Par Benoît Valque www.trainingattitude.com

Le mois d’août est crucial puisque vous vous situez à mi chemin entre vos deux périodes de compétition. En mai ou / et en juin figuraient vos premiers gros objectifs, quelle que soit votre distance de prédilection (par exemple Paris en CD, Belfort en Long et Nice en Ironman). Septembre s’assimile à la seconde partie de saison (par exemple Gérardmer et La Baule pour le CD, Gérardmer ou Monaco pour le Long). Entre ces objectifs, il est capital de bien récupérer tout en vous préparant pour tenter d’obtenir un second pic de forme.

La définition
La récupération prend plusieurs visages. Sur le plan physiologique, elle correspond à la reconstitution du glycogène musculaire, à l’élimination de l’acide lactique. Sur le plan musculaire, elle est l’obtention d’un relâchement, l’élimination du symptôme des « grosses cuisses », voire des courbatures et des contractures. Enfin, la récupération peut aussi être psychologique.

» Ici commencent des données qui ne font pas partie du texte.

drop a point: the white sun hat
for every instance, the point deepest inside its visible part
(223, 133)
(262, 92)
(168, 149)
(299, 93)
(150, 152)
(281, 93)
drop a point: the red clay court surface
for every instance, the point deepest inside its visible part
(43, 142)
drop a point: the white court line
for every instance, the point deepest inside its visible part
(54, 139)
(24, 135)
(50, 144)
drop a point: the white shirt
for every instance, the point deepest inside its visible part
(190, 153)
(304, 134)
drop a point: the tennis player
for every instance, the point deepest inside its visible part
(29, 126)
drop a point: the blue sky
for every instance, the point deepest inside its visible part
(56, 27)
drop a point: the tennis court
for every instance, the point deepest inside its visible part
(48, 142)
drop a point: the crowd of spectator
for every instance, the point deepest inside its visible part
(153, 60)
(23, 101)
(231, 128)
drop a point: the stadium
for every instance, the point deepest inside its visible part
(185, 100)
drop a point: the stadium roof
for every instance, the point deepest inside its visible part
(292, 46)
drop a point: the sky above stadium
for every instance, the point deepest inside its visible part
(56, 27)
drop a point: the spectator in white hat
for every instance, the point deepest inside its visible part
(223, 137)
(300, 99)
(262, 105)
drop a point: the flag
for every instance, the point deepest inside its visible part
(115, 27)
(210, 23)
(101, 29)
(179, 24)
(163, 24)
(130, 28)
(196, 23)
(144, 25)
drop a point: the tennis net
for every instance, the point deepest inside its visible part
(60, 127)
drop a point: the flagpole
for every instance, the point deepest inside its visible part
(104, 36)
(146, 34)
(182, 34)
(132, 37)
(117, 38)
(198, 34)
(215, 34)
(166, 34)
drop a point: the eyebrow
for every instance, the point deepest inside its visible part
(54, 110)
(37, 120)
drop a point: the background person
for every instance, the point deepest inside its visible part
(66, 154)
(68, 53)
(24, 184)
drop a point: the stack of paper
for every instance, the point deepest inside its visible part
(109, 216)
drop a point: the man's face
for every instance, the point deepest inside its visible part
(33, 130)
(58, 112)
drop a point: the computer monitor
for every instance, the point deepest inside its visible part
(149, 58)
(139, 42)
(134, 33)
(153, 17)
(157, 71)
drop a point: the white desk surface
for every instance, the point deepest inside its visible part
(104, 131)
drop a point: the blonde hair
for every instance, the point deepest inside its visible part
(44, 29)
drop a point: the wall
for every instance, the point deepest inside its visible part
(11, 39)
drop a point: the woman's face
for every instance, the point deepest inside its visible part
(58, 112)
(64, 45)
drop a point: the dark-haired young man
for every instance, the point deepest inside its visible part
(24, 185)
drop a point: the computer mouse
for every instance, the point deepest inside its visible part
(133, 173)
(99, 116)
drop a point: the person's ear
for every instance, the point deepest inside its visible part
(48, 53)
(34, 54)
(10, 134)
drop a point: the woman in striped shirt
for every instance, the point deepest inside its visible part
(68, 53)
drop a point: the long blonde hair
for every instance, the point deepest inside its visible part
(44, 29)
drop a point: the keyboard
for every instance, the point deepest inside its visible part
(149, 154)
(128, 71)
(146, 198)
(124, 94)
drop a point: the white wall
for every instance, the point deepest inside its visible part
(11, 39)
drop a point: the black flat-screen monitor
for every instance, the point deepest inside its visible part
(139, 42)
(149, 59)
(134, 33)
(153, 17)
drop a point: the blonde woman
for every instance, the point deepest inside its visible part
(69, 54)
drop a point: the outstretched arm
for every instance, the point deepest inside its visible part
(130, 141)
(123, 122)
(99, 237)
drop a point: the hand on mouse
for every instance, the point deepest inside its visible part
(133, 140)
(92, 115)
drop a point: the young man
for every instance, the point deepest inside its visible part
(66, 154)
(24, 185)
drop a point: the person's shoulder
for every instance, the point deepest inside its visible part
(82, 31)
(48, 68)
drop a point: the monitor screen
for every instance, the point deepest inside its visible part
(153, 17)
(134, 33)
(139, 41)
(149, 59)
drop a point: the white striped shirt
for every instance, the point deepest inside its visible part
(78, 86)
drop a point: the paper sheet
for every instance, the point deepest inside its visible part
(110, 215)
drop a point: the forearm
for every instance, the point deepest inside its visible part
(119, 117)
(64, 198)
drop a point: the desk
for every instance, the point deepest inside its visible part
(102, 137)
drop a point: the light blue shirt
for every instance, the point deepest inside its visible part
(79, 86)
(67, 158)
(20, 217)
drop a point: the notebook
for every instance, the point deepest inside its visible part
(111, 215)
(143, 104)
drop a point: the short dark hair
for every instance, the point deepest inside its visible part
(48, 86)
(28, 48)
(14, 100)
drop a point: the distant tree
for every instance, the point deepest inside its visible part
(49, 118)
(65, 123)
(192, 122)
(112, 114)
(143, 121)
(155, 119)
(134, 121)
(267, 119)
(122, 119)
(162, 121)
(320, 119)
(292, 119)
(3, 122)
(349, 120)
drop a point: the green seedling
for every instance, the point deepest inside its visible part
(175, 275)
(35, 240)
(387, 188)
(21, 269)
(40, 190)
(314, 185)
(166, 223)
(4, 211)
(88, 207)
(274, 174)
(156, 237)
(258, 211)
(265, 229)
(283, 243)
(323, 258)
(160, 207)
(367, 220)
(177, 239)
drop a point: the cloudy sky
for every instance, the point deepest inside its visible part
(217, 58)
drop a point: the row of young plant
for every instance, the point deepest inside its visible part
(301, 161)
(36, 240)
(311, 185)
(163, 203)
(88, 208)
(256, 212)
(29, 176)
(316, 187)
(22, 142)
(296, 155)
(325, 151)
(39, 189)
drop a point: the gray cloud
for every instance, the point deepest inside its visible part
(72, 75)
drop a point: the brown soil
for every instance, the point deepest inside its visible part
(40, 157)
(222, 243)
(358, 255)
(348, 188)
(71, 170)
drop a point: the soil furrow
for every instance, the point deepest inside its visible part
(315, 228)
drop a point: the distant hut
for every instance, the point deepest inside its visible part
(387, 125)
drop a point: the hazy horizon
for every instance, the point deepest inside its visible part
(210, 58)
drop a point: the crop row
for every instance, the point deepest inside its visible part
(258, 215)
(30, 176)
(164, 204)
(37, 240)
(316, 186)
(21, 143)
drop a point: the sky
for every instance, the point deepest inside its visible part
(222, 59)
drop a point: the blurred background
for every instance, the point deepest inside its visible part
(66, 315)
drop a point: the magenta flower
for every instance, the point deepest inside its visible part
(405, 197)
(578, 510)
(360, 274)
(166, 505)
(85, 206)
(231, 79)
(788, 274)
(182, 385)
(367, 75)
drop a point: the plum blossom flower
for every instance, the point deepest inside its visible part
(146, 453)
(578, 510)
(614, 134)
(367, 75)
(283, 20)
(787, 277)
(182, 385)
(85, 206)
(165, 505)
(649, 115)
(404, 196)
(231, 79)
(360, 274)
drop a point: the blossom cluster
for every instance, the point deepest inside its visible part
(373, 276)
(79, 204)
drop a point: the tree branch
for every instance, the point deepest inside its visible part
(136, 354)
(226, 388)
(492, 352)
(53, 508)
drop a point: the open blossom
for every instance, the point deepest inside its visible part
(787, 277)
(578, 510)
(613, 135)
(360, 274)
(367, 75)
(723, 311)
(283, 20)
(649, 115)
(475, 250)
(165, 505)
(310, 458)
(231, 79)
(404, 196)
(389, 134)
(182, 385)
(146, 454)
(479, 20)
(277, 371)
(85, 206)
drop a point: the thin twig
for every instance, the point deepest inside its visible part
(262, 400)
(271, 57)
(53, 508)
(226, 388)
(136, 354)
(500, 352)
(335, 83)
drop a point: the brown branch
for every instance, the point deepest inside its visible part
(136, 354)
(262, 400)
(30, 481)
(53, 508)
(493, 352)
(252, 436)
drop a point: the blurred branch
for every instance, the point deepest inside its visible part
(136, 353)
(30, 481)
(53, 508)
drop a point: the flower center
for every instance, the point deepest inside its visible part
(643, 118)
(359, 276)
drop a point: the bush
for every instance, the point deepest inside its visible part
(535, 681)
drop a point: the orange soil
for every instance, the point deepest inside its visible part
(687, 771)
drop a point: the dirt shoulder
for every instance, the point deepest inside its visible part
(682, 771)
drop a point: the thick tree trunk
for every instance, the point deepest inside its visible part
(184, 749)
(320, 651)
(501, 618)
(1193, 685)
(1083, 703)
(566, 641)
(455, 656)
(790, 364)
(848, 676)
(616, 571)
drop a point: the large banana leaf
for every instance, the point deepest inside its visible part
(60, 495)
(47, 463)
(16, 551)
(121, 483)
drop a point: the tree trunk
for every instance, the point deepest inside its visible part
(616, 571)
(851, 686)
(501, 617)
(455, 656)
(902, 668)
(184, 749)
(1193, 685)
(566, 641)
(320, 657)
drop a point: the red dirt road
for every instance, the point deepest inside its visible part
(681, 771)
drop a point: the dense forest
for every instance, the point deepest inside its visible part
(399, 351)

C’est surtout vrai sur le Long pour lequel les volumes d’entraînement sont conséquents.
La planification de l'entraînement à long terme, c’est-à-dire à l’échelle de l’année, comme à court terme (pour la semaine), pourrait se définir comme la bonne gestion de la charge d’entraînement :

  • - fréquence des séances (nombre de séances dans chaque discipline)
  • - volume (durée des séances)
  • - intensité (contenus des séances)
  • - et enfin la récupération

Pour être bien assimilé, chaque cycle (la semaine, le mois, l’année) doit laisser place à une période de récupération. Cette récupération s'appelle la période d’assimilation. Votre organisme digère le nombre de séances, leur durée et leur intensité ce qui ouvre la voie à la progression. Bref, la récupération est indissociable de l’entraînement. C’est ce que l’on appelle la surcompensation.

Mesurez la fatigue
Une planification d’entraînement efficace permet une bonne gestion du couple forme / fatigue. Il faut accumuler les séances sans tomber dans la fatigue. Les bons indicateurs sont donc l’évolution du volume et de l’intensité (de la charge d’entraînement) ainsi que des marqueurs de la fatigue :

  • - l’état général : suis-je fatigué dans ma vie quotidienne ?
  • - les sensations musculaires au repos et lors des séances d’entraînement
  • - le sommeil : un sommeil perturbé peut être un signe de surentraînement
  • - les sensations à l’entraînement qu’il ne faut jamais négliger
  • - la motivation : la saturation est souvent un signe avant coureur d’une fatigue physique
  • - la fréquence cardiaque de repos

Quand et comment récupérer ?
Oubliez pour commencer la règle des trois semaines d’entraînement / une semaine de récupération active. Celle-ci ne se justifie aucunement. La récupération dépend avant tout du calendrier de compétition. Comme nous l’avons évoqué dans notre article sur l’affûtage, c’est à l’approche d’un objectif que vous devez récupérer. Ces périodes d’assimilation peuvent également faire suite à un enchaînement de compétitions ou à un cycle d’entraînement plus difficile (en volume et/ou en intensité).
Autre cas : si vous vous entraînez peu faute de temps, ne vous imposez pas un frein supplémentaire avec des cycles de récupération qui ne se justifient pas.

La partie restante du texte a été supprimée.